Moisés Alexander Argueta pitó el sábado anterior un Alianza-FAS, el segundo ‘clásico’ de su corta carrera.

Daniel Herrera

Al que madruga, Dios le ayuda. Para un árbitro, no obstante, el madrugón tiene un dejo masoquista. Si hace bien su trabajo, nadie lo recordará mañana; si comete un error, regresará a casa con los improperios todavía taladrándole el oído.

Moisés, al igual que cualquier otro árbitro salvadoreño, no se preocupa. Son gajes del oficio. Sólo se santigua y sale de su casa, en Jiquilisco, confiando en que no habrá materia para la anécdota. Al fin y al cabo sólo le toca pitar un Alianza-FAS...

Comienza la odisea

Este oriundo de Jiquilisco, con 25 años sobre la espalda, es uno de los silbantes salvadoreños de mejor trayectoria. “No me considero uno de los mejores; para mí, Neftalí Recinos Alvarenga seguirá siendo el mejor”, reniega, mientras empaca el equipo necesariopara partir a San Salvador.

Son las 5:30 a.m. del domingo. Afuera, algunos parroquianos salen a comprar el pan, mientras él arregla su maletín con parsimonía, desde la escarapela hasta la toalla para ducharse después del partido. “Yo mismo me prohíbo que otra persona me arregle la maleta. Uno está como una grabadora repitiendo las cosas para que no se olviden”, asegura. Su compañera de vida resigna el fin de semana compartido, le prepara un frugal desayuno y lo despide como si fuese a la oficina, y no al ojo del huracán de la primera fecha del torneo. En realidad, va a la oficina, en este caso el Estadio “Cuscatlán”.
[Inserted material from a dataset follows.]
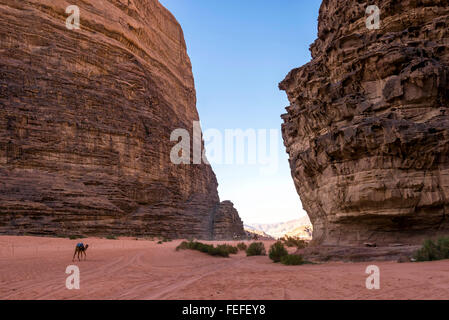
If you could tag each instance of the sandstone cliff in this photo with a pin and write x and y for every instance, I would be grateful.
(367, 130)
(85, 123)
“Es mi segundo clásico. El primero fue FAS-Águila, el torneo pasado en Santa Ana. Mi mayor logro ha sido pitar en semifinales”, narra en el camino a la terminal de buses de Usulután. Viéndolo así de civil, no parece el mismo hombre que impondrá justicia entre dos ejércitos enemigos. “Según mis cuentas, si Águila hubiera llegado a la final, yo hubiera arbitrado ese partido”, aventura antes de saludar a su Fidel Antonio Páiz, que le auxiliará como administrativo.
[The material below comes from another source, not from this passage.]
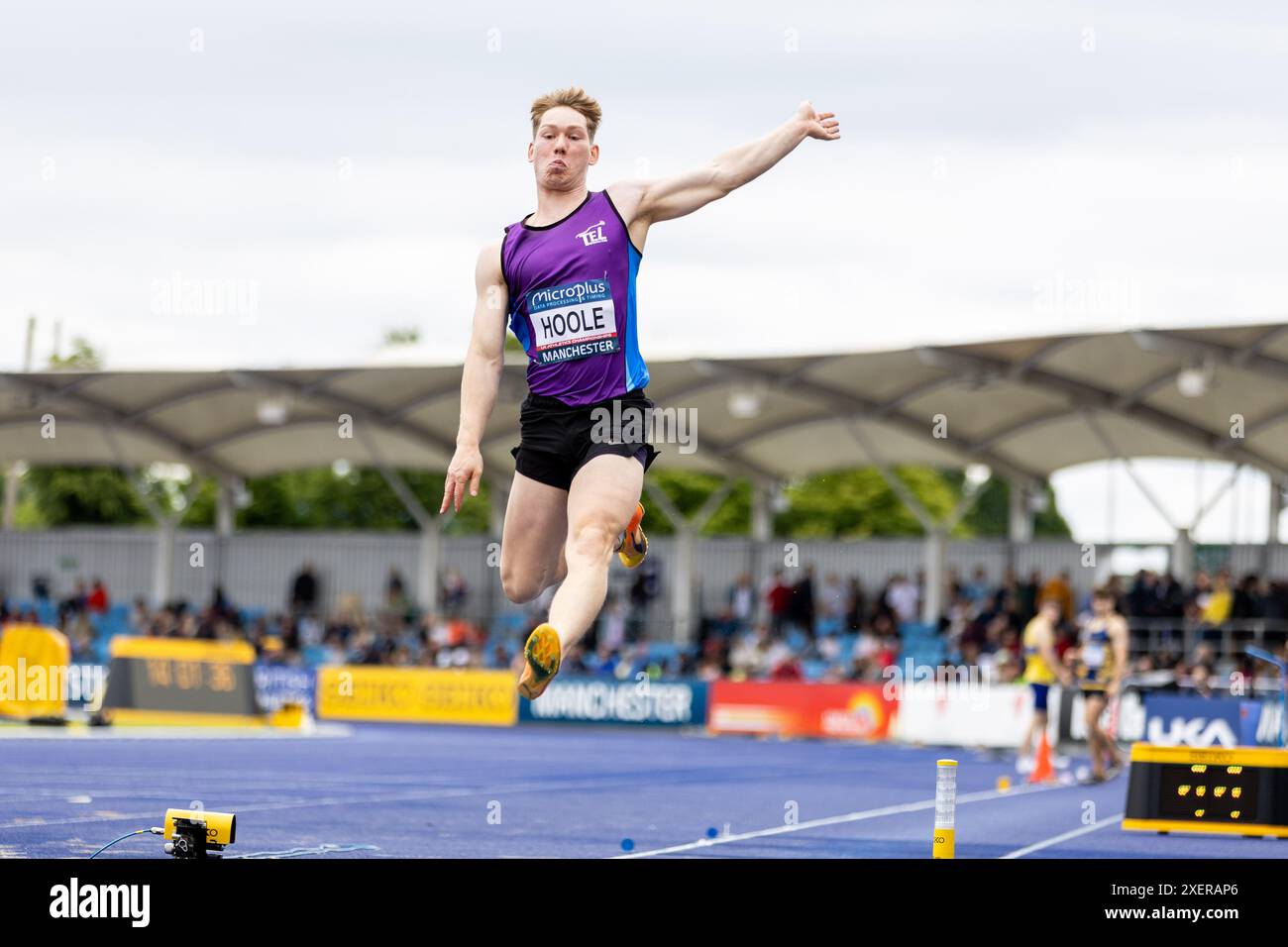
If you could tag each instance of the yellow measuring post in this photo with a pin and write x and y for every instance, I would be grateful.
(945, 808)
Cuando llegamos a San Salvador, esperamos a los otros compañeros y discutimos para evaluar cómo se va a manejar el encuentro”, confiesa mientras paga los ¢15 colones del pasaje. Son las 9:00 a.m., y le esperan tres horas de viaje a San Salvador.

Una dormidita

El trayecto se partió en dos. En la primera hora y media, Moisés recreó sus inicios en el arbitraje, allá por 1994, cuando se incorporó a las ligas Infantiles juveniles. Tres años más tarde, la Liga de Ascenso lo hizo debutar en un Santiagueño-UDET, pero sus intenciones eran llegar a la Primera División. “En ese entonces, la FIFA dijo que había que especializarse entre asistente (que es como llaman al tradicional ‘línea’ desde que está habilitado para sancionar), o principal. Yo escogí ser central”, afirma.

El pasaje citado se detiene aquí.